Un bâtiment neutre en émission de carbone
Outre la volonté de permettre l’expression des comportements (exploration, grattage, bains de poussière…), les concepteurs ont particulièrement réfléchi à la consommation d’énergie électrique. Ils comptent sur les économies d’énergie (étanchéité, isolation, architecture), sur l’autoproduction électrique avec plus de 1 000 panneaux photovoltaïques et sur la récupération d’énergie via une pompe à chaleur. Les calories reprises dans l’air sortant, servent à réchauffer les volières avec des aérothermes à eau chaude. De sorte que le bilan énergétique est positif. Une attention particulière a aussi été portée à la poussière. Les particules sont captées par huit canons ionisants situés dans l’aire centrale. Ils aspirent l’air et le débarrassent de 45 % de ses impuretés. De plus, l’air sortant doit être filtré avec un objectif d’abattement de 95 %. Les associés insistent sur le fait que les endotoxines sont également piégées et que cet air est probablement plus propre que celui qui entre. Par ailleurs, les taux d’ammoniac devraient diminuer.

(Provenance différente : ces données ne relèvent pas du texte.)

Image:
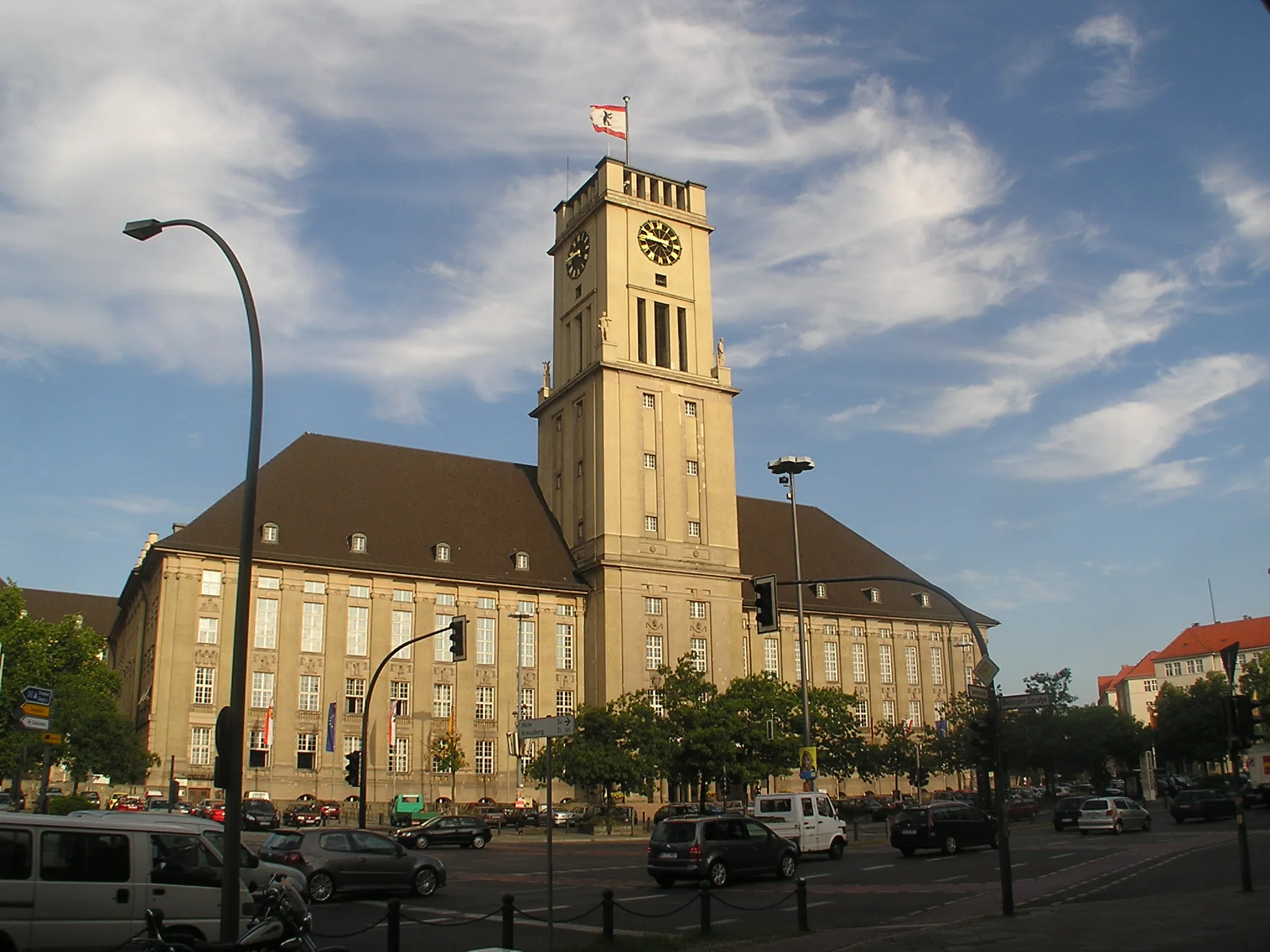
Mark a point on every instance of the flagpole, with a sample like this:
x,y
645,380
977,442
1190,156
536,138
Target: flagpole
x,y
626,102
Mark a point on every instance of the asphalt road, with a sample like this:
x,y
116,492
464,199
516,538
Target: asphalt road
x,y
873,886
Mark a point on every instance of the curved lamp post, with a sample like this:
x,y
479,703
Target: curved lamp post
x,y
229,742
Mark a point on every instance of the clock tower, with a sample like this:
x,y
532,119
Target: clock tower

Un œuf trois étoiles, mais ni bio, ni plein air
L’engagement durable du hard discounter Lidl pour cinq ans (trois bandes) a été décisif pour l’obtention du financement. Aucun prix de revient n’a été communiqué, mais l’investissement serait de l’ordre de 100 euros par poule. Ce surcoût interpelle les éleveurs néerlandais à propos de la durabilité du concept. Ils craignent également que cela encourage les ONG et les pouvoirs publics à pousser de nouvelles normes encore plus dures pour le secteur. Les huit millions par an d’œufs à la marque Kipster seront vendus cinq centimes moins cher que de l’œuf bio. Ils sont présentés par cinq dans une boîte biodégradable, en fécule de pomme de terre, dont la forme allongée est censée mieux s’adapter au réfrigérateur. La ferme Kipster ne remplit pas les cahiers des charges bio ou plein air, mais les associés ont néanmoins obtenu le niveau trois étoiles du label Beter Leven décerné par une ONG protectionniste néerlandaise. En plus de l’enrichissement du milieu, de la lumière naturelle, de la faible empreinte carbone, des émissions gazeuses réduites, Kipster s’est engagé à valoriser les frères des poules. Il est prévu de les élever jusqu’à 120 jours pour en faire des burgers vendus par Lidl. Les poules seront nourries avec des sous-produits agricoles et de boulangeries-pâtisseries. Enfin, Kipster affiche une vocation à éduquer et à former. Ne manquant pas d’idées, les promoteurs espèrent impulser un vent nouveau d’innovations. Même si Kipster est une très belle vitrine de promotion, sa faisabilité économique reste à démontrer avant que d’autres sites naissent aux Pays-Bas ou ailleurs.